The Association Between Eosinophil Variability Patterns and the Efficacy of Inhaled Corticosteroids in Stable COPD Patients
Received 22 April 2020
Accepted for publication 9 July 2020
Published 31 August 2020 Volume 2020:15 Pages 2061—2070
Checked for plagiarism Yes
Review by Single anonymous peer review
Peer reviewer comments 2
Editor who approved publication: Dr Richard Russell
Jung-Ki Yoon,1 Jung-Kyu Lee,2 Chang-Hoon Lee,1 Yong Il Hwang,3 Hyunkuk Kim,4 Dongil Park,5 Ki-Eun Hwang,6 Sang-Heon Kim,7 Ki-Suck Jung,3 Kwang Ha Yoo,8 Seung Won Ra,9 Deog Kyeom Kim2,10
1Division of Pulmonary and Critical Care Medicine, Department of Internal Medicine, Seoul National University Hospital, Seoul, Republic of Korea; 2Division of Pulmonary and Critical Care Medicine, Department of Internal Medicine, Seoul Metropolitan Government-Seoul National University Boramae Medical Center, Seoul, Republic of Korea; 3Department of Internal Medicine, College of Medicine, Hallym University Sacred Heart Hospital, Anyang, Republic of Korea; 4Division of Pulmonary and Critical Care Medicine, Department of Internal Medicine, Inje University Haeundae Paik Hospital, Busan, Republic of Korea; 5Division of Pulmonary and Critical Care Medicine, Department of Internal Medicine, Chungnam National University Hospital, Daejeon, Republic of Korea; 6Department of Internal Medicine, Wonkwang University, School of Medicine, Iksan, Republic of Korea; 7Department of Internal Medicine, Hanyang University College of Medicine, Seoul, Republic of Korea; 8Division of Pulmonary and Critical Care Medicine, Department of Internal Medicine, Konkuk University Medical Center, Konkuk University School of Medicine, Seoul, Republic of Korea; 9Department of Internal Medicine, Ulsan University Hospital, University of Ulsan College of Medicine, Ulsan, Republic of Korea; 10Department of Internal Medicine, Seoul National University College of Medicine, Seoul, Republic of Korea
Correspondence: Deog Kyeom Kim
Division of Pulmonary and Critical Care Medicine, Department of Internal Medicine, Seoul Metropolitan Government-Seoul National University Boramae Medical Center, Seoul, Republic of Korea
Email [email protected]
Introduction: Blood eosinophils are a predictive marker for the use of inhaled corticosteroids (ICS). However, there is concern over whether a single measure of blood eosinophils is sufficient for outlining a treatment plan. Here, we evaluated the association between variability in blood eosinophils and the effects of ICS in stable COPD cohorts.

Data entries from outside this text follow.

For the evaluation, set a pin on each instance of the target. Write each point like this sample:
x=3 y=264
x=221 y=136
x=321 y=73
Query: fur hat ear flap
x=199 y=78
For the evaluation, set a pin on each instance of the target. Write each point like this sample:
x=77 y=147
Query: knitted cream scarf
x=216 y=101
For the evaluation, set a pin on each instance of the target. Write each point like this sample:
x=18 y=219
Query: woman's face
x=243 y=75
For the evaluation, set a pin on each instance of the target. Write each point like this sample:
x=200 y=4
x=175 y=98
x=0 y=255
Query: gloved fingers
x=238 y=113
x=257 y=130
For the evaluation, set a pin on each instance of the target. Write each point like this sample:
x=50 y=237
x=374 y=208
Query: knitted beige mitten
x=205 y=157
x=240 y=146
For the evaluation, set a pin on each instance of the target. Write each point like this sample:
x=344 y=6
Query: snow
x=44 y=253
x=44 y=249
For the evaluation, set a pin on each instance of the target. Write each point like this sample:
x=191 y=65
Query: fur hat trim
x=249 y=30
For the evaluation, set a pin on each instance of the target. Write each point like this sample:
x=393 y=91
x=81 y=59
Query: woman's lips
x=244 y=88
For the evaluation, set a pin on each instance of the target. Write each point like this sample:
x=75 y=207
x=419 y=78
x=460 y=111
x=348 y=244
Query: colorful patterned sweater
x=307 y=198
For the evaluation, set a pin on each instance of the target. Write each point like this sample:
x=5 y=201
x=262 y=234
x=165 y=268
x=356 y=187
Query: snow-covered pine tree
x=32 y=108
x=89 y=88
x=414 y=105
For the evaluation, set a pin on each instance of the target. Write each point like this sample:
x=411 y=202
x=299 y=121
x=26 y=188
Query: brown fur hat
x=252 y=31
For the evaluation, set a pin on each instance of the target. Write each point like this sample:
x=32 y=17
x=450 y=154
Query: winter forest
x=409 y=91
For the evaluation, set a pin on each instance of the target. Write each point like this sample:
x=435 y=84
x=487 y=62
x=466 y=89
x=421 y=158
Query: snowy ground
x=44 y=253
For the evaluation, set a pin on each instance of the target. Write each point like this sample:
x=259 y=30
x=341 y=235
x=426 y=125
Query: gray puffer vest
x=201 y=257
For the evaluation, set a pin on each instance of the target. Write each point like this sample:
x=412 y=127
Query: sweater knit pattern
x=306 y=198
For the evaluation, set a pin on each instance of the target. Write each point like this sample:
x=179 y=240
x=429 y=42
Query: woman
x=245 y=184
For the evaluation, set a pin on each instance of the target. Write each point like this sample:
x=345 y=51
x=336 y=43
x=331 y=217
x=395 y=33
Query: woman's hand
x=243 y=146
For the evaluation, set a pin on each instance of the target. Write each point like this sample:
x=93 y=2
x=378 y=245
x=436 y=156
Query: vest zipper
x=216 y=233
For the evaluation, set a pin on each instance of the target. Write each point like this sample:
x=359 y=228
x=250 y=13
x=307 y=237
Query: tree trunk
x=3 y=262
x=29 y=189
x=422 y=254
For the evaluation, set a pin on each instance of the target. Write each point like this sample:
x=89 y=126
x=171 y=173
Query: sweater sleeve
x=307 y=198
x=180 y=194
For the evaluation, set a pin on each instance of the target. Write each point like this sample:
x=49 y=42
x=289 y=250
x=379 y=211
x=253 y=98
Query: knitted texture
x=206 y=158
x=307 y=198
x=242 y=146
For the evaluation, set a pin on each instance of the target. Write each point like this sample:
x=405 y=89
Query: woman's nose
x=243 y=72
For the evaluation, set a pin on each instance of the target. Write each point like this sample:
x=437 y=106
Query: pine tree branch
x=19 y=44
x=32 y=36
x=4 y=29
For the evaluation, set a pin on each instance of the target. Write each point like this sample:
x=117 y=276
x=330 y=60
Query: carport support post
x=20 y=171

Methods: COPD patients in the Korean COPD Subtype Study and the Seoul National University Airway Registry from 2011 to 2018 were analyzed. Based on blood eosinophils at baseline and at 1-year follow-up, the patients were classified into four groups with 250/μL as a cutoff value: consistently high (CH), consistently low (CL), variably increasing (VI), and variably decreasing (VD). We compared rates of acute exacerbations (AEs) according to ICS use in each group after calibration of severity using propensity score matching.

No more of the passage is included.